What is the history of skin substitutes?
Skin substitutes were the first tissue engineered created ex vivo. There is a huge clinical need for skin substitutes and keratinocytes have been well cultured since the mid 1970s.
What are the different types of tissues according to their structure?
-Flat e.g. epidermis, cornea
One dominant cell type, relatively simple
-Tube e.g. blood vessels and urethras
Several cell types, serve as conduits
-Hollow non-tubular organs e.g. bladder, stomach
-Solid organs e.g. kidneys, lungs, heart and liver
Complexity in structure, histology, function
More complex - more difficult to recreate. Need a good knowledge of their structure and function first.
What are the properties and function of skin?

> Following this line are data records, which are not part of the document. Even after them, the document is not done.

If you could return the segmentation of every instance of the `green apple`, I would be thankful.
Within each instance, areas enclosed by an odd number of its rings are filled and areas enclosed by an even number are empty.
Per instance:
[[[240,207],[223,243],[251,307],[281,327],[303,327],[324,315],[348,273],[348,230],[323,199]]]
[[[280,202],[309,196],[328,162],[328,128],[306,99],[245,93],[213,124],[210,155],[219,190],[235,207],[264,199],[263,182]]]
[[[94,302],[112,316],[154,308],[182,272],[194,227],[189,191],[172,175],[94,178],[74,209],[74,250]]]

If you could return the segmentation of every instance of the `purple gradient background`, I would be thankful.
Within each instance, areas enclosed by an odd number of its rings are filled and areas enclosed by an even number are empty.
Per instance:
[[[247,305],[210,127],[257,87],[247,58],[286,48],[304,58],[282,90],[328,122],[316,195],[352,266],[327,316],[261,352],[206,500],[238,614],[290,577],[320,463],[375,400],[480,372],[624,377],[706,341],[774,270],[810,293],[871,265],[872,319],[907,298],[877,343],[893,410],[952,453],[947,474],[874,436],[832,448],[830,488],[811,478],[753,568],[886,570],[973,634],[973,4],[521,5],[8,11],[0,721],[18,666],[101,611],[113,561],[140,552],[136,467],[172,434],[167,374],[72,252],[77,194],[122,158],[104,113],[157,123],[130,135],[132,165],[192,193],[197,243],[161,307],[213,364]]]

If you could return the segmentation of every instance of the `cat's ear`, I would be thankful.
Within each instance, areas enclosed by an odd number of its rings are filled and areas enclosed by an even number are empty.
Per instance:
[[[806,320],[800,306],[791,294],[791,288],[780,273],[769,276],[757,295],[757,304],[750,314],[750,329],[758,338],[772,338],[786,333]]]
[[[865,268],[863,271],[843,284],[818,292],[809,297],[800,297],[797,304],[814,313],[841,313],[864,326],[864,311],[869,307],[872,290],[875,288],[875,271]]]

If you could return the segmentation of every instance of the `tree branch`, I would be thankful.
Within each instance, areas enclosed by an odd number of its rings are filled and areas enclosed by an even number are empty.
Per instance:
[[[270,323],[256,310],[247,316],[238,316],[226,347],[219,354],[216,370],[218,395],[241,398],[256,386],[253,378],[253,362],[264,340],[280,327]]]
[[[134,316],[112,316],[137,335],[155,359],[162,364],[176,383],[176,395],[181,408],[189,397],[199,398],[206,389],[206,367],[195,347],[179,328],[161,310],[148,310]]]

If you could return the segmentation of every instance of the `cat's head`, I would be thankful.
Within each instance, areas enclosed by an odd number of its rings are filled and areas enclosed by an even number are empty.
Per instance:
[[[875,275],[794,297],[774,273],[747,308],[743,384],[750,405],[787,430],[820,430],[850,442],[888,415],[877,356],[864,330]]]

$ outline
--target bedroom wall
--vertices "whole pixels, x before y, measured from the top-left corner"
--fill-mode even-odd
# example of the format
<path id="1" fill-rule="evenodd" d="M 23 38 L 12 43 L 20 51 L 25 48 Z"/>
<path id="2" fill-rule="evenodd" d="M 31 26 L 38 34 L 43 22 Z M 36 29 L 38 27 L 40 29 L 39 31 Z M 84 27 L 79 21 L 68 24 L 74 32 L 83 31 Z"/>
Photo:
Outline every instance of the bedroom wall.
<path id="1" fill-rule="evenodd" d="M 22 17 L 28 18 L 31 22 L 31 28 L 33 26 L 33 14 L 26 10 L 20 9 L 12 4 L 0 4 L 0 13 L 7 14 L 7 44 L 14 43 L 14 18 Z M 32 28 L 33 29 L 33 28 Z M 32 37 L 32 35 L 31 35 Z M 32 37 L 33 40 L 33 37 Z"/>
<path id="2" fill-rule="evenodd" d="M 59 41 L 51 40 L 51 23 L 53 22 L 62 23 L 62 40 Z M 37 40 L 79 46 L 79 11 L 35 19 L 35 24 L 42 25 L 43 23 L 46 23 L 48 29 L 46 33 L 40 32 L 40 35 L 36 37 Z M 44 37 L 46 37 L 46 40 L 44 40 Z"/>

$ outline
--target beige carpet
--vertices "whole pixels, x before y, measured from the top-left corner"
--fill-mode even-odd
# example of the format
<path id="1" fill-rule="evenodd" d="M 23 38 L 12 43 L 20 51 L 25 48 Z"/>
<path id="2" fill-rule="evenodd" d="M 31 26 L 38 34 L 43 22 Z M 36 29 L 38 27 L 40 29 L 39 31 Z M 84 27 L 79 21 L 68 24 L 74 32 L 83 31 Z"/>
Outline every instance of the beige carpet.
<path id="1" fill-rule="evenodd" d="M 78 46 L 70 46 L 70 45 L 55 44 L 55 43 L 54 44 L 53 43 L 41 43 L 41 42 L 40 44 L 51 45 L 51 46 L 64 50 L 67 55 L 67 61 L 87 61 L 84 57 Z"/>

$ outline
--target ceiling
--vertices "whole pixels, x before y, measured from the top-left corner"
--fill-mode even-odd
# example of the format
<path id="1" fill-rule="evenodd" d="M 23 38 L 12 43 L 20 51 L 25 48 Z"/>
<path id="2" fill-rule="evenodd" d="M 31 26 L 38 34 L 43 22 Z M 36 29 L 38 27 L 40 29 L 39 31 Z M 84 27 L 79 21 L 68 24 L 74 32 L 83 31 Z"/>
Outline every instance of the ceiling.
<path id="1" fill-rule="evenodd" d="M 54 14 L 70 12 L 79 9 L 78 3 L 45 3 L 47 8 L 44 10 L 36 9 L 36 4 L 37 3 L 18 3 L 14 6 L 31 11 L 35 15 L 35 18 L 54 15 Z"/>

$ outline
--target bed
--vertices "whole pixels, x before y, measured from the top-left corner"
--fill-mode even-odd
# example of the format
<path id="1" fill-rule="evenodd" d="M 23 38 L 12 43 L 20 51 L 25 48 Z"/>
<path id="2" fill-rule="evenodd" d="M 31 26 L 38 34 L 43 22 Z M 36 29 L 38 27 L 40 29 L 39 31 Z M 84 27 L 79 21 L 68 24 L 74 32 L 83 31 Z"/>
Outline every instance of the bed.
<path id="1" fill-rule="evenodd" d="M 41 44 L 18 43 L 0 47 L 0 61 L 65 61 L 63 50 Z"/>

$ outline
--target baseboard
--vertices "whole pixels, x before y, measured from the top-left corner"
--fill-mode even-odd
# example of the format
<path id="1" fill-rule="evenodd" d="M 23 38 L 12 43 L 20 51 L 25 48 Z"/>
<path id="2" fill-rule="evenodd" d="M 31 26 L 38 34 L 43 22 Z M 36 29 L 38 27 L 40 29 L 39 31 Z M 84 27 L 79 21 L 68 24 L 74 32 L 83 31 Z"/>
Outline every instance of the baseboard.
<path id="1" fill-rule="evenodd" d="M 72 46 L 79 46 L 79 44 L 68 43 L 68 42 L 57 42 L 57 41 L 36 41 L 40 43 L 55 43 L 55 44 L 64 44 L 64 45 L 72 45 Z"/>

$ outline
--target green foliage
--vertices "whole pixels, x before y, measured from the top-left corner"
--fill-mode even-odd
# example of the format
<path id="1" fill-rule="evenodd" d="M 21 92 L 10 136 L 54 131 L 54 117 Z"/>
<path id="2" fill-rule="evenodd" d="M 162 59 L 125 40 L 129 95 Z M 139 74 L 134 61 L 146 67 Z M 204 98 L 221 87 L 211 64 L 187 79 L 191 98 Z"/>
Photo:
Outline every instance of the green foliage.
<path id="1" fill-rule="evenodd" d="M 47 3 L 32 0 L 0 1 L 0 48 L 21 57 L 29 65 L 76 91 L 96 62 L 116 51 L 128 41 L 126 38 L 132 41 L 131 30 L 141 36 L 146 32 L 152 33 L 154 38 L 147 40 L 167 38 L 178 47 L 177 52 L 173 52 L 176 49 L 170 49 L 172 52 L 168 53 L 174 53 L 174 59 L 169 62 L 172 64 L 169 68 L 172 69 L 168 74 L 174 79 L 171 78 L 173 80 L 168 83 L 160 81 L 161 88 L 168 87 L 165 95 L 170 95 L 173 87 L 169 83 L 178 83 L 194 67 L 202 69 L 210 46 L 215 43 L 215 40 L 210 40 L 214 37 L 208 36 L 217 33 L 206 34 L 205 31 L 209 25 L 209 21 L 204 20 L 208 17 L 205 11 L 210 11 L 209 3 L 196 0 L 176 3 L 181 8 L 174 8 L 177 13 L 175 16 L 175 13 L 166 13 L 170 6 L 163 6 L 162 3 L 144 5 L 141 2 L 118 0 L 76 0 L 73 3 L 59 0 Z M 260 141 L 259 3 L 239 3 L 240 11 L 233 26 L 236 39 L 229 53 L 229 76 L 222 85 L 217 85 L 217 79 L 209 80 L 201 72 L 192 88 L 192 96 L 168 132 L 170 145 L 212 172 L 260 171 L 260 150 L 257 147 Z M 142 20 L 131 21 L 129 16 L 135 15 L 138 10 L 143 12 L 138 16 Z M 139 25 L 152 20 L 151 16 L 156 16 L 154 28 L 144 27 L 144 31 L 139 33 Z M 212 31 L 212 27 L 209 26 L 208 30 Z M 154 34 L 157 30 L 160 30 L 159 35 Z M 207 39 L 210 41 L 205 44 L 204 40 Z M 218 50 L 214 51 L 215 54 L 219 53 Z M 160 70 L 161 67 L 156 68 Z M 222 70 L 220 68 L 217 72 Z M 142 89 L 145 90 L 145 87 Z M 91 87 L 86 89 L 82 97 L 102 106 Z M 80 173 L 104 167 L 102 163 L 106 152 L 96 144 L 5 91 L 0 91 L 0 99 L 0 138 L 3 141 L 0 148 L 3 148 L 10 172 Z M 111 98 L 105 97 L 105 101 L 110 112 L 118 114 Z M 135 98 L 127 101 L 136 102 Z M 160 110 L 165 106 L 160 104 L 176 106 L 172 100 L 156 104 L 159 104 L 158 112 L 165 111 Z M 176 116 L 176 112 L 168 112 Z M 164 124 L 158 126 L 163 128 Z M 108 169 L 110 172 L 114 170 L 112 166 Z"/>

Largest organ in the body by surface area
About 10% of body mass
Functions of the skin:
-Protection against chemicals, UV light and microbes
-Regulation of water, temperature, sweating etc
-Sensation, contains sensory nerves
3 main layers: epidermis (neuroectoderm), dermis (mesoderm) and hypodermis.
What is the epidermis?
A thin layer that varies in thickness according to location.
Protects the body from environmental factors.
Consists only of cells:
-Keratinocytes (95%) produce keratin for toughness
-Melanocytes - produce melanin, located at the bottom
-Langerhans’ cells - dendritic cells, antigen properties
-Merkel cells - touch sensation, near neurons
Mature epidermis is a multilatered epithelium, upper layer is shed. Cells in basal layer are mitotic so will divide and move up and differentiate. Basal cells will secrete ECM matrix to create basement membrane.
What is the dermis?
Bulk of the skin
Composed of the skin with some elastin and glycosaminoglycans (mainly molecular).
Main cell types are fibroblasts - important for wound healing.
Also contains blood vessels, hair follicles, sebaceous and sweat glands.
What is the hypodermis?
A network of adipose cells and collagen
Functions as a thermal insulator and shock absorber and stores fat as an energy reserve.
When are skin substitutes needed?
There is a huge clinical need for skin substitues, namely in 4 instances:
- Acute trauma (most common)
- Chronic wounds
- Surgery
- Genetic diseases (bullous conditions)
Thermal trauma is one of the most common reasons for skin loss. Burns and scalds cause rapid and extensive wounds. Damaging large areas of skin can lead to death.